De l’avis de tous les journalistes qui ont suivi le pape François de près durant son voyage à Chypre et en Grèce, le moment le plus poignant était à Lesbos, au quatrième jour. Là, au milieu des migrants, il a dénoncé un véritable « naufrage de civilisation ». Toutes les attentions étaient rivées sur cette deuxième visite du pontife dans l’île de la Mer Égée, et c’est là que l’homme en blanc a été accueilli avec le plus d’allégresse. Au milieu des conteneurs métalliques rangés derrière des fils barbelés, le pape de 84 ans a fait un véritable bain de jouvence en serrant les mains de centaines de migrants aux larges sourires éloquents. Applaudissements et acclamations débordantes ont ponctué chacun des pas du pape, jusqu’à la tente où des Africains chantaient à pleins poumons, infatigables, pour fêter le passage du chef de l’Église catholique.
« Je suis là pour voir vos visages, pour vous regarder dans les yeux », leur a-t-il dit depuis le podium installé devant la Méditerranée. Autour de lui, joie et gratitude, mais en l’attendant, nombreux avaient témoigné d’histoires douloureuses qu’ils n’évoquaient qu’à demi-mot, dans l’espoir de laisser leur détresse derrière eux. Durant ce périple de cinq jours, le pape jésuite a élevé la voix à répétition pour dénoncer les conditions « inhumaines » de certains camps de migrants qu’il a comparés aux camps nazis, et pour supplier l’Europe de ne pas laisser la Mare nostrum devenir la Mare mortuum.
Le « pardon » de François à ses frères orthodoxes
C’était l’autre grand thème sur lequel le pape était attendu. Dans son odyssée en terres orthodoxes, François a tendu une main aux orthodoxes dans une atmosphère quelque peu austère. Entre Rome et l’Église orthodoxe grecque, les blessures du passé sont encore vives et elles se sont encore fait entendre, jusqu’aux marches de l’archevêché orthodoxe. Alors que le successeur de l’Église catholique s’apprêtait à gravir le perron pour rejoindre Hiéronymus II, un prêtre orthodoxe âgé a hurlé « Pape hérétique ! », avant d’être exfiltré. L’événement pourrait sembler anecdotique si la fraicheur de l’accueil du pape par les orthodoxes ne s’était ressentie tout au long de son séjour.

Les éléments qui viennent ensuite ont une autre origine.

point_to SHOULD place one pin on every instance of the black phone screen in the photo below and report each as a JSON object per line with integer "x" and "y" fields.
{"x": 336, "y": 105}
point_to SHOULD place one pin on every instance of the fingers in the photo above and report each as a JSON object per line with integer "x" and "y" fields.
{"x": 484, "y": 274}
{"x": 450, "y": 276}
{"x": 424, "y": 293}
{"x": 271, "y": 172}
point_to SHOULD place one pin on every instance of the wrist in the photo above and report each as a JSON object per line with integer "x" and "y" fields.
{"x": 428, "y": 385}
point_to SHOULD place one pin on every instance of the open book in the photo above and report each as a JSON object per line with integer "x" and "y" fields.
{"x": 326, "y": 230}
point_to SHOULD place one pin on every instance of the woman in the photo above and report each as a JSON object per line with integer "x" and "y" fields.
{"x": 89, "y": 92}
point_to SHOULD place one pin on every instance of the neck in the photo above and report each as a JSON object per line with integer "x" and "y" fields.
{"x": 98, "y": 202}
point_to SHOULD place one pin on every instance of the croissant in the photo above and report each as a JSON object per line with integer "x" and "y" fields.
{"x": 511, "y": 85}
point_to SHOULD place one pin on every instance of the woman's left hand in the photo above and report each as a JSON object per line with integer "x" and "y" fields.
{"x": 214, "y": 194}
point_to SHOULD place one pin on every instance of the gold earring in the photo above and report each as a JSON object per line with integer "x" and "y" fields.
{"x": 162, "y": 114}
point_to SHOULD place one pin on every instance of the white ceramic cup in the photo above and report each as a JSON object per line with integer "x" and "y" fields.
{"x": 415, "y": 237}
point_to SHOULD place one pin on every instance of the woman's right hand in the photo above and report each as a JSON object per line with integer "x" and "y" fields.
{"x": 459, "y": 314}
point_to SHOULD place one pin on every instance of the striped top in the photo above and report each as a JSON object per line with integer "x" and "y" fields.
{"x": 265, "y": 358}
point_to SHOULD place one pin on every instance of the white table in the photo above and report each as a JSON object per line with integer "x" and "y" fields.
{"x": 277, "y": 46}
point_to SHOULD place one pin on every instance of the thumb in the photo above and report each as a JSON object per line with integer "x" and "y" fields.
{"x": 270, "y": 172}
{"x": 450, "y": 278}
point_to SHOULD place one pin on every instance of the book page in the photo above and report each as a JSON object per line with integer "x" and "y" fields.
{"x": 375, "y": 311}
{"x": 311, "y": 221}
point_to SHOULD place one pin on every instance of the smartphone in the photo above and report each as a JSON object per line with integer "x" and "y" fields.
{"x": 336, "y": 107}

Même le discours de l’archevêque d’Athènes a laissé entrevoir la distance qu’il reste encore à parcourir pour retrouver l’unité entre les deux Églises. Un fin connaisseur du monde orthodoxe souligne en ce sens que Hiéronymus II a pris le soin de préciser que le pape avait été invité par la République grecque et non par l’Église orthodoxe… Plus encore, le chef de l’Église orthodoxe a suggéré au pape, sans vouloir le mettre « dans l’embarras », de relire avec courage les manquements de l’Église catholique vis à vis des orthodoxes.
C’est donc à une Église encore blessée que le pape François a demandé pardon et exprimé sa honte, au nom de l’Église catholique, pour les « erreurs » du passé. Peu après, il a demandé de l’aide aux orthodoxes, alors que l’Église catholique vient d’entamer son vaste Synode sur la synodalité. « Nous avons le sentiment d’avoir beaucoup à apprendre de vous », a-t-il assuré. Vingt ans après le déplacement historique de Jean-Paul II en Grèce – une première depuis le Schisme de 1054 -, les lignes bougent. Mais lentement.